Tu abhorres ceux qui protestent,
Mais retiens bien que je ne mange
Pas de ta cuisine indigeste !
Et puis elle s’est éclipsée,
Dignement, sans se retourner.
11 juin 2008
tes quinze ans
Je ne te reconnais presque pas
Dans le noir et blanc de ces photos !
Teppaz, diabolos menthe, les bras
D’un premier flirt, et Lucky Blondo
Qui avait un secret à te dire…
Tu t’en souviens avec le sourire.
Tes quinze ans, et toute leur histoire,
Remontent du fond de ta mémoire…
Monkey, surf, letkiss ou limbo rock
Rythmaient tes jeudis après-midi.
Nacre sur les lèvres, pendeloques,
Rubans aux cheveux, rose vichy…
Tout pour être, à l’heure du goûter,
La plus belle pour aller danser !
Tes quinze ans, et toute leur histoire,
Remontent du fond de ta mémoire…
Les surboums, les surprises-parties,
Pour la génération tecktonik
Ivre de cocktails et d’ecstasy,
Sont d’une époque préhistorique !
– Tu trembles pour ton petit dernier,
Chaque samedi soir de l’année –
Tes quinze ans, et le printemps d’alors,
Te manquent, mais sont bel et bien morts.
06 juin 2008
les ipomées
Une journée, une autre encore,
S’étire à l’ombre des nuages
Et m’enroule dans sa pléthore
D’heures oiseuses bien trop sages.
Les couleurs se sont effacées…
A part celles des ipomées !
Le chat ronronne dans son coin,
Rien ne troublerait sa paresse.
Une rumeur chantonne au loin
Dans cette ville où tu te presses ;
Ici, la vie semble figée…
Sauf pour les belles ipomées !
Un peu de thé, de la lecture,
Et mes pensées qui te dessinent…
C’est ton retour qui me rassure,
Qui met ma mollesse en sourdine ;
Je retrouve enfin ma gaîté
Quand se ferment les ipomées.
05 juin 2008
la cuisine
Cornelia dort toutes les nuits,
Là, dans ce lit à baldaquin,
Sans jamais lui tenir la main…
A moins que ce ne soit fortuit !
Jean lui passa la bague au doigt
Un samedi de l’an dernier.
Pourtant, il ne put la toucher
Qu’une seule fois en dix mois !
C’était le soir, après la noce,
Dans leur villa de Biscarosse.
Depuis, elle fuit ses baisers,
Tourne le dos à ses désirs,
Simulant, sans même en rougir,
D’incommodantes céphalées.
Cornelia est fausse et cupide ;
Son cœur bat pour un marmiton,
Un sans le sou, grand, fort, et blond,
Qui n’a pas l’haleine fétide.
Ce soir, il est peut-être temps
D’aller jusqu’au bout de son plan.
Son mari ronfle. Elle imagine
Qu’elle hérite enfin du gros lot.
Une batterie de couteaux
Est accrochée dans la cuisine…
04 juin 2008
d'un mot
D’un mot, l’on peut, autour de soi,
Faire la pluie ou le beau temps.
D’un mot gravé sur la parois
D’un mur, ou décoché sciemment
Pour atteindre qui que ce soit…
Un seul mot peut assurément
Te donner la force du roi,
Ou l’infortune du perdant.
Pourtant, dis-moi, c’est quoi un mot ? Quelques lettres juxtaposées,
Des courbes, des queues, et des points que l’on dépense sans compter…

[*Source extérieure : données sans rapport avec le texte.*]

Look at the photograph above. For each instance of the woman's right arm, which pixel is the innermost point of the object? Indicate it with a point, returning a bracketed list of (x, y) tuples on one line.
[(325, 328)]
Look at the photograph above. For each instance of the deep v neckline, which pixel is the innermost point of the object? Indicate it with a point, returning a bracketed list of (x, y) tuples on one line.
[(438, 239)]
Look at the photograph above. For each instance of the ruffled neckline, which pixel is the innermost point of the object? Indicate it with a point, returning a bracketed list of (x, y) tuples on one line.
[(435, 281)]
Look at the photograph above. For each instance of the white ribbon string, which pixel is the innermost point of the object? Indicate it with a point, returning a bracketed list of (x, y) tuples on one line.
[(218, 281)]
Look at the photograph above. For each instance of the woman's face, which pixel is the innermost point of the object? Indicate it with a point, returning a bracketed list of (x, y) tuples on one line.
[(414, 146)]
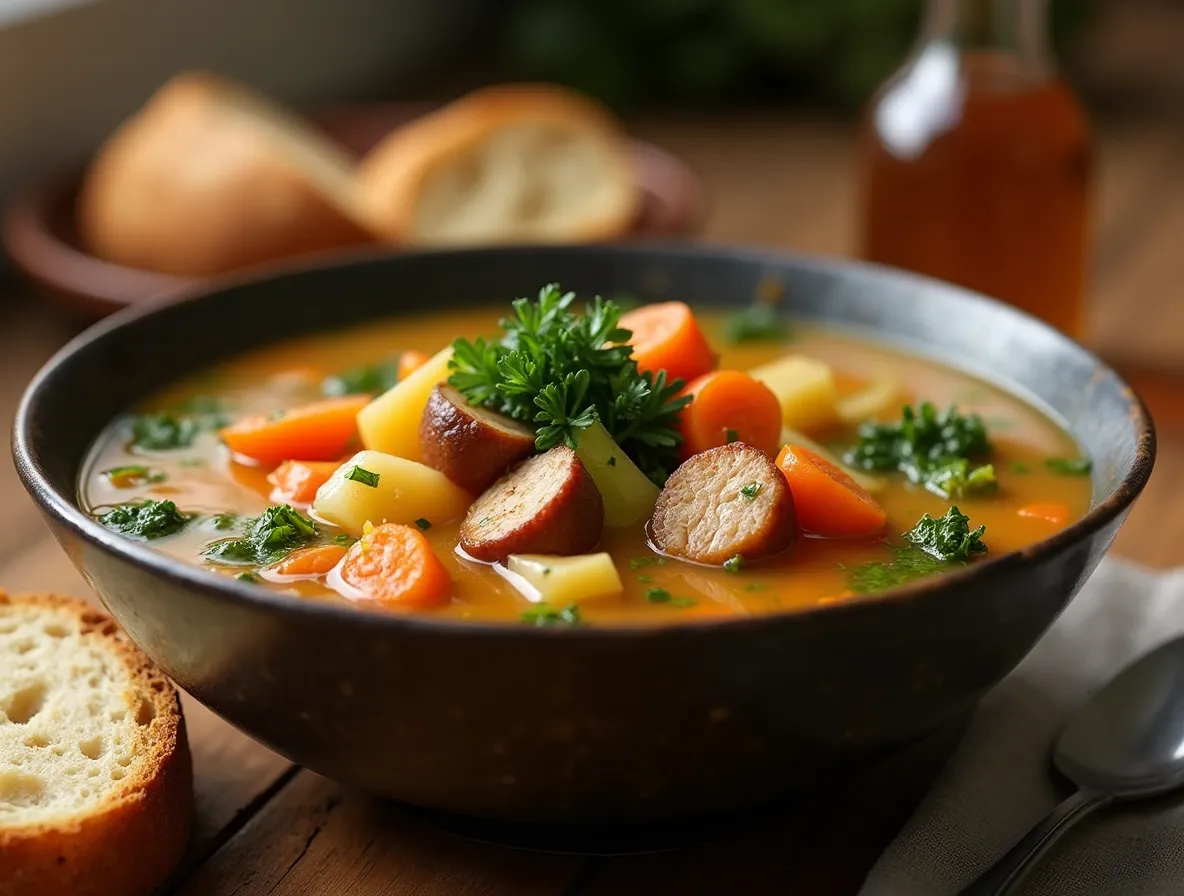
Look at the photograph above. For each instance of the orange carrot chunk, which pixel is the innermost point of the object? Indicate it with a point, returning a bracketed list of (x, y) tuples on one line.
[(1049, 511), (410, 362), (666, 336), (310, 561), (729, 406), (321, 431), (394, 566), (827, 500), (297, 481)]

D’un mot, tu as conquis mon cœur
Quand l’espérance y était morte.
D’un mot, tu as fauché mes peurs
Et j’ai vu s’ouvrir une porte…
Est-ce donc cela le bonheur,
Une clarté presque trop forte ?
Un ciel d’été ? Une chaleur
Qui te prend là et te transporte ?
Pourtant, dis-moi, c’est quoi un mot ? Quelques lettres juxtaposées,
Des courbes, des queues, et des points que l’on dépense sans compter…
D’un mot, j’ai attisé l’orage
Au soir d’un jour nimbé de bleu.
D’un mot, s’est tracé le virage
Qui m’a éloigné de nous deux…
Tous ces éclairs, ces gros nuages,
Ont fait monter l’eau dans mes yeux
Lorsque j’ai vu s’enfler de rage,
Sur tes lèvres, le mot adieu,
Depuis, je sais ce qu’est un mot : quelques lettres juxtaposées,
Des courbes, des queues, et des points qu’on a tôt fait de négliger,
Mais qui peuvent se révéler
Plus cruel qu’un ogre affamé.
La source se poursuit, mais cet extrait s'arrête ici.